Page last updated at 10:18 GMT, Thursday, 23 October 2008 11:18 UK

Average male retirement age rises

Comedy characters Steptoe and son
Working until your mid-60s is becoming more commonplace

The average age at which men retire continues to rise and has now reached almost 65, according to the Office for National Statistics (ONS).

Between April and June this year the average male retirement age, for men who had worked past 50, was 64.6 years.

That was the highest since records started in 1984, when the average retirement age was 63.7.

The average retirement age for women who had worked past 50 was 61.9, which was up from 60.7 in 1984.

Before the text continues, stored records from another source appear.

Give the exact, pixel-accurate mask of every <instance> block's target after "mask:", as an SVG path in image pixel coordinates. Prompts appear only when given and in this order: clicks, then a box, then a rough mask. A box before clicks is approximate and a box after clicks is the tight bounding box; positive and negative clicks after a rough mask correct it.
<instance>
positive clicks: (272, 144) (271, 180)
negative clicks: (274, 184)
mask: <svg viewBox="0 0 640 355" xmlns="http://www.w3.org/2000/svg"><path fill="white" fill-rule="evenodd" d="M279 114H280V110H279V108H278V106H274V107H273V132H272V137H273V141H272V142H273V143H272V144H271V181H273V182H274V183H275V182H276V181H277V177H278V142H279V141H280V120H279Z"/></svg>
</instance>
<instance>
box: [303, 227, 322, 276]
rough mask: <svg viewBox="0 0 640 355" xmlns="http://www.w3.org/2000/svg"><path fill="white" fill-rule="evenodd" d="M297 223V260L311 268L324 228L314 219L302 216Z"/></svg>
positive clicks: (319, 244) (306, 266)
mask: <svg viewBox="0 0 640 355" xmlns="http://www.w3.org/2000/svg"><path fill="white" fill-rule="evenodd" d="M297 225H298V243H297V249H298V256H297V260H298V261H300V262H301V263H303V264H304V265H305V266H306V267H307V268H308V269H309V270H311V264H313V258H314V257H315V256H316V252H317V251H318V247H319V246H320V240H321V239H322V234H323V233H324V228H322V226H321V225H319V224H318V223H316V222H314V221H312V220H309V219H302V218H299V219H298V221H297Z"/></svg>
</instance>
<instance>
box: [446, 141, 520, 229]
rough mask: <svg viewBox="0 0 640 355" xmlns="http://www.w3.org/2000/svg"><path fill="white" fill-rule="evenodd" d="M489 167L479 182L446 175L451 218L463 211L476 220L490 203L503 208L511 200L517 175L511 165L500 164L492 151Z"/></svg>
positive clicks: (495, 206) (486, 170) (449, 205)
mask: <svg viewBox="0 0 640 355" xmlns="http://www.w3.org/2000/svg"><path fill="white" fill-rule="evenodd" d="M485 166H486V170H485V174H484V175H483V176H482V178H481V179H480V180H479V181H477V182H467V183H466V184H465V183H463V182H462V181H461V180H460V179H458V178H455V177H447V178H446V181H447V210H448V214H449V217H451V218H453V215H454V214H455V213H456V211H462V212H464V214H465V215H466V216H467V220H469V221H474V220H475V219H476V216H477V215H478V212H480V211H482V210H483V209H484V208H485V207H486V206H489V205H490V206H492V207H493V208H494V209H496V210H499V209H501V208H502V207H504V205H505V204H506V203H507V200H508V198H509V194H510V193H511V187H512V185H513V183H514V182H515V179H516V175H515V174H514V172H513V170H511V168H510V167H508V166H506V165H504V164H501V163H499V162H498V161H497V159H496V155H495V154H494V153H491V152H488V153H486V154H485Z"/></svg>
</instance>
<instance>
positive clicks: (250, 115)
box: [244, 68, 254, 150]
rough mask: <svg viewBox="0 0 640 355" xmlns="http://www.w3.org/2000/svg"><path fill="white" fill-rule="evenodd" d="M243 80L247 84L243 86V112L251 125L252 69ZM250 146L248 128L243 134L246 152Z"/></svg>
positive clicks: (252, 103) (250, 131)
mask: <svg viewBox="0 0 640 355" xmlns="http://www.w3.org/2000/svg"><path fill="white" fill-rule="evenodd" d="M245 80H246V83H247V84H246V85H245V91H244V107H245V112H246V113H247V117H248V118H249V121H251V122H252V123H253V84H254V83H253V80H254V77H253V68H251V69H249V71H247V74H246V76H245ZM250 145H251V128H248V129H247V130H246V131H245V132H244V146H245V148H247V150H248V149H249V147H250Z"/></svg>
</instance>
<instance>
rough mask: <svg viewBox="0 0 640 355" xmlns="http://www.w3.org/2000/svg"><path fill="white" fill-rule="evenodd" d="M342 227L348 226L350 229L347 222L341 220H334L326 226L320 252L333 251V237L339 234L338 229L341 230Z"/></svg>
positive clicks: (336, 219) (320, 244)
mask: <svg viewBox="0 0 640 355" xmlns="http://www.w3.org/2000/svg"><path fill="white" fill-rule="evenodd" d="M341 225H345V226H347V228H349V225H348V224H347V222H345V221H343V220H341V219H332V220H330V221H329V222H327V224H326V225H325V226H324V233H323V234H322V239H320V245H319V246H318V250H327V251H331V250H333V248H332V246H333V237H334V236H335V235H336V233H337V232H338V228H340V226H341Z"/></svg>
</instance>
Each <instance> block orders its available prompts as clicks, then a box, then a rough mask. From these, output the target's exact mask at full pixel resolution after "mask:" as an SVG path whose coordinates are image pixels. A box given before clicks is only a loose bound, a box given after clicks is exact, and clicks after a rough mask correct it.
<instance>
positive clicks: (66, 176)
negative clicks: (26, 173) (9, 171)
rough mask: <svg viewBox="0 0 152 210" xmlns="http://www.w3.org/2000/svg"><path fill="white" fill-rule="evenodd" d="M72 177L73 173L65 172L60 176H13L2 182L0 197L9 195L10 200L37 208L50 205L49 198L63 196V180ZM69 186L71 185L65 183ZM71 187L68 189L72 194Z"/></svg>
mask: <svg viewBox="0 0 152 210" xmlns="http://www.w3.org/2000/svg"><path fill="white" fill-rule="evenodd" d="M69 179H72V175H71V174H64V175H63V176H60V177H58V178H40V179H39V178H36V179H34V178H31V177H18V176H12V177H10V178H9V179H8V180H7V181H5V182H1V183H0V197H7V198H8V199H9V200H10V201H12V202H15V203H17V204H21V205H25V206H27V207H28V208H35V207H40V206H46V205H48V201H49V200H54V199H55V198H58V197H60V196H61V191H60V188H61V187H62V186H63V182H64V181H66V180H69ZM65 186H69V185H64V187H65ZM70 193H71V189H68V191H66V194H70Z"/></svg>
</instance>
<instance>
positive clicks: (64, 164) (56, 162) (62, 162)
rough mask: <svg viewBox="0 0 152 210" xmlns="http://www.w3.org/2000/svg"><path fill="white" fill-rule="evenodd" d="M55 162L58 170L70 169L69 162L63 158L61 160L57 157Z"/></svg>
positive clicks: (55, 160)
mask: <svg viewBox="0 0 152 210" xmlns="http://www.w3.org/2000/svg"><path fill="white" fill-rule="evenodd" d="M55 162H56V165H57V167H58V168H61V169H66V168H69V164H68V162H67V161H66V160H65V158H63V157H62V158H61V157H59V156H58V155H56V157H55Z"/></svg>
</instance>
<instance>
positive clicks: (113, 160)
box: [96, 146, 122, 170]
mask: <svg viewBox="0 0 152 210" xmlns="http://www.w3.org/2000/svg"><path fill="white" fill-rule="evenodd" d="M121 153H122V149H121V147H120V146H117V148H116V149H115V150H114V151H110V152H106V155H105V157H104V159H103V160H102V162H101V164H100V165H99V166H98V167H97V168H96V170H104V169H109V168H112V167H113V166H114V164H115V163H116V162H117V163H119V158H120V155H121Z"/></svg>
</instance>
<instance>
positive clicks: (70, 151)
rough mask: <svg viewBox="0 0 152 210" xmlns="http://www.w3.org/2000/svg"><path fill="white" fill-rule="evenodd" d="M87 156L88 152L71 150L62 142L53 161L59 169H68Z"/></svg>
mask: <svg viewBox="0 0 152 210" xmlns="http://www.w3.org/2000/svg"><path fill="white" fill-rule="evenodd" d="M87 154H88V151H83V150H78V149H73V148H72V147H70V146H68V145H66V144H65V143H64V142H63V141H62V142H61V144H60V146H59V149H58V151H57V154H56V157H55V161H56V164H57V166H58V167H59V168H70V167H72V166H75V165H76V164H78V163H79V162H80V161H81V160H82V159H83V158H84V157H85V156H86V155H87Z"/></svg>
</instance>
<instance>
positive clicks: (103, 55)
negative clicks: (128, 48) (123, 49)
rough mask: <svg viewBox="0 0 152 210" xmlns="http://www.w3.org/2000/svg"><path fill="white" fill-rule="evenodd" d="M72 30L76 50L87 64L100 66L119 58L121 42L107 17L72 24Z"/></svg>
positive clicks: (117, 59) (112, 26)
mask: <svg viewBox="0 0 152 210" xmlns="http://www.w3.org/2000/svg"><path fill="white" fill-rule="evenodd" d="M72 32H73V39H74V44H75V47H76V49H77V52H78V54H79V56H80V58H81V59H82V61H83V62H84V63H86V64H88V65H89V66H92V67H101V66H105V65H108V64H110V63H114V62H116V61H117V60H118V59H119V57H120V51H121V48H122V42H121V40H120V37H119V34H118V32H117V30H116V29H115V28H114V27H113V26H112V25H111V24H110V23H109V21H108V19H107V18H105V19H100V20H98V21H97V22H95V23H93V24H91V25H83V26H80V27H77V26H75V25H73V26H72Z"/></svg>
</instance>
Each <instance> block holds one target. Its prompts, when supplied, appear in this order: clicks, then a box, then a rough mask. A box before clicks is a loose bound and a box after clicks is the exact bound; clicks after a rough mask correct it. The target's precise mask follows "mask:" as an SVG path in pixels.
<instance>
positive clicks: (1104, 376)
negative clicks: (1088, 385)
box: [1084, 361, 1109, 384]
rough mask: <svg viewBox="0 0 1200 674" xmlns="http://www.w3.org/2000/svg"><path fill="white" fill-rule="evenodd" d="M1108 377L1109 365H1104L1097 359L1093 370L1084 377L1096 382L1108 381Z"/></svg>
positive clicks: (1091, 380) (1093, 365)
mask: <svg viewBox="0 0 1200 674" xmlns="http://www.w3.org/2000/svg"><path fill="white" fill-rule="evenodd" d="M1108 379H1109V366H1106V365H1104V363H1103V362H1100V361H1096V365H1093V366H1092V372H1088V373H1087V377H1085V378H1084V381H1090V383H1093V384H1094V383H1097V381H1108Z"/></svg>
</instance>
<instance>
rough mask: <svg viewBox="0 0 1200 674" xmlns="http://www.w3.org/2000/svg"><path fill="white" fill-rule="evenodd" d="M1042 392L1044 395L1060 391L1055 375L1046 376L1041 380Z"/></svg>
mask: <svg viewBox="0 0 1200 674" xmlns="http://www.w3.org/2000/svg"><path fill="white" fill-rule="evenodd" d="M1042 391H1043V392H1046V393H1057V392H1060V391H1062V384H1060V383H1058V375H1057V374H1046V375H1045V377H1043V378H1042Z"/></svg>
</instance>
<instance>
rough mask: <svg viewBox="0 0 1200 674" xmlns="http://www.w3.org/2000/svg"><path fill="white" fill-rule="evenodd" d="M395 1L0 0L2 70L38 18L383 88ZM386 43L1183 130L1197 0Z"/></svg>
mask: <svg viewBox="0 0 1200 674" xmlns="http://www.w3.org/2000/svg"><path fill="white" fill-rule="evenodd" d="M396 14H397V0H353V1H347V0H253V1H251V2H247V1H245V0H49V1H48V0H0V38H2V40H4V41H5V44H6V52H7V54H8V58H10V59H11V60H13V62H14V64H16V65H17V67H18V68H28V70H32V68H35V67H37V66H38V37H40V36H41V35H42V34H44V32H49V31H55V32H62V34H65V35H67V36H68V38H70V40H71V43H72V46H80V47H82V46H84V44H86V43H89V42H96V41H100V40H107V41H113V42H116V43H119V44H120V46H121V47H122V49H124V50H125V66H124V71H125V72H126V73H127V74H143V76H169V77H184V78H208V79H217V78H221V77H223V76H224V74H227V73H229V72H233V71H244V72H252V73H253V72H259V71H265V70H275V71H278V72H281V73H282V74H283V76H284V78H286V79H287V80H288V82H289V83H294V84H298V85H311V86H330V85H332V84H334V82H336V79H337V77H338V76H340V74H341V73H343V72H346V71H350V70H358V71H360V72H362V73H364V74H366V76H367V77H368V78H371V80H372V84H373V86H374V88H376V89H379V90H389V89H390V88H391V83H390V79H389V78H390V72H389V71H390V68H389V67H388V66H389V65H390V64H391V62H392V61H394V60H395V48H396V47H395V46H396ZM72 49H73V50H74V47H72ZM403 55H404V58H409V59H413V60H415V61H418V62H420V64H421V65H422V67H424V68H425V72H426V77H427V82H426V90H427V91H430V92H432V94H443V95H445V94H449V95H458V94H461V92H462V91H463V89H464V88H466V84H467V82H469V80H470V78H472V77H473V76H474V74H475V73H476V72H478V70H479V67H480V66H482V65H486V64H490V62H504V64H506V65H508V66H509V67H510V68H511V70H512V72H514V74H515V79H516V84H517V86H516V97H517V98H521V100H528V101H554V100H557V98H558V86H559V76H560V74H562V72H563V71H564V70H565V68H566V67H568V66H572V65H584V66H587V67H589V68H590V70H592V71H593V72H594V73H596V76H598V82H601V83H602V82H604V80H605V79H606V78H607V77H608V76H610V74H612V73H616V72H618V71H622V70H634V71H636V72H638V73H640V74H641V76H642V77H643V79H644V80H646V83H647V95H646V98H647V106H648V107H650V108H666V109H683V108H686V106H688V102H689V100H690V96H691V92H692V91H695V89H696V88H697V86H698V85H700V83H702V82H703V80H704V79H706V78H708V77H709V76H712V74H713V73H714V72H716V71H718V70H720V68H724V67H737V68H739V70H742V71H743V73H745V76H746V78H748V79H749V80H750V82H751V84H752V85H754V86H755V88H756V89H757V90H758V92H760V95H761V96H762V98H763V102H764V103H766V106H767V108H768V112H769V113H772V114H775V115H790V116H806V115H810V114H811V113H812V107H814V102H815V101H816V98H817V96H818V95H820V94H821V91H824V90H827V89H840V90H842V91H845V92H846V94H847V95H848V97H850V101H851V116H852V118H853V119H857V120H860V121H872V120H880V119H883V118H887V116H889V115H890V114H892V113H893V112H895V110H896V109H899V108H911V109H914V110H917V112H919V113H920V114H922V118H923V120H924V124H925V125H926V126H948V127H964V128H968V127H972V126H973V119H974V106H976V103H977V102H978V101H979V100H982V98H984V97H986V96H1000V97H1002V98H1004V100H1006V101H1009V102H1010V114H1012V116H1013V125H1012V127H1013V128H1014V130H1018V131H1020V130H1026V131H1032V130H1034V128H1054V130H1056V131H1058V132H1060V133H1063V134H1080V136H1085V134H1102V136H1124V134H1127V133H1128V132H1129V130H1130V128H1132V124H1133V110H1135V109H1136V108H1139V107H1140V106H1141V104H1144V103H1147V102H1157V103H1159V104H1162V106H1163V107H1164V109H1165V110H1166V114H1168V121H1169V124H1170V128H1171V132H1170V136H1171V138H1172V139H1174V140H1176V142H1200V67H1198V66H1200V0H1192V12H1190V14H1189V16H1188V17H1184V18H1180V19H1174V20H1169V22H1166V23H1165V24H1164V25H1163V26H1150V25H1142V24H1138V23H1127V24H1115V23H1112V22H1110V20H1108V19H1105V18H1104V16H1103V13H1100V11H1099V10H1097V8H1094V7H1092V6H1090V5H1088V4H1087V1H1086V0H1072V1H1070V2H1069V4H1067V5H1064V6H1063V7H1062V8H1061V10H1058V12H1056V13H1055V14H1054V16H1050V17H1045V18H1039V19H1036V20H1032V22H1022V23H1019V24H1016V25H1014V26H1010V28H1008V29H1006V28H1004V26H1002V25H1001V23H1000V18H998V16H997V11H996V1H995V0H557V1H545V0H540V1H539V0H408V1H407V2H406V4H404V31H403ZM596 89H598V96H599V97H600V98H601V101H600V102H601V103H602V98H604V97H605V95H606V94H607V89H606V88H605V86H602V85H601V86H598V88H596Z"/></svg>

For a long time, it was a common belief that rising prosperity would allow each generation to retire earlier than their parents, but reality has now bitten
Paul Macro, Watson Wyatt

The ONS pointed out that "retirement" can mean not just a conscious decision to stop working, but can also be due to ill-health or a lack of suitable work.

But it said that the current trend was important to track because of the government's plans to raise the state retirement age steadily in the next few decades.

"The transition from work to retirement is of interest because of questions about whether people are extending their working lives in response to increasing life expectancy and pressures on pension adequacy," the ONS said.

State pension age

Under current government policy, the state pension age for women will gradually rise from 60 to 65 between 2010 and 2020.

And for both men and women it will rise further, from 65 to 68, between 2024 and 2046.

The average age at which men retired fell between the 1950s and the mid-1990s.

The ONS said that the average age at which men withdrew from the labour market stabilised after 1994, but has been rising since 2002.

"For a long time, it was a common belief that rising prosperity would allow each generation to retire earlier than their parents, but reality has now bitten," said Paul Macro of the actuaries Watson Wyatt. "It means saving more or working longer."

"Despite these trends, people can still expect to spend a much bigger proportion of their lives in retirement than was recently the case," he added.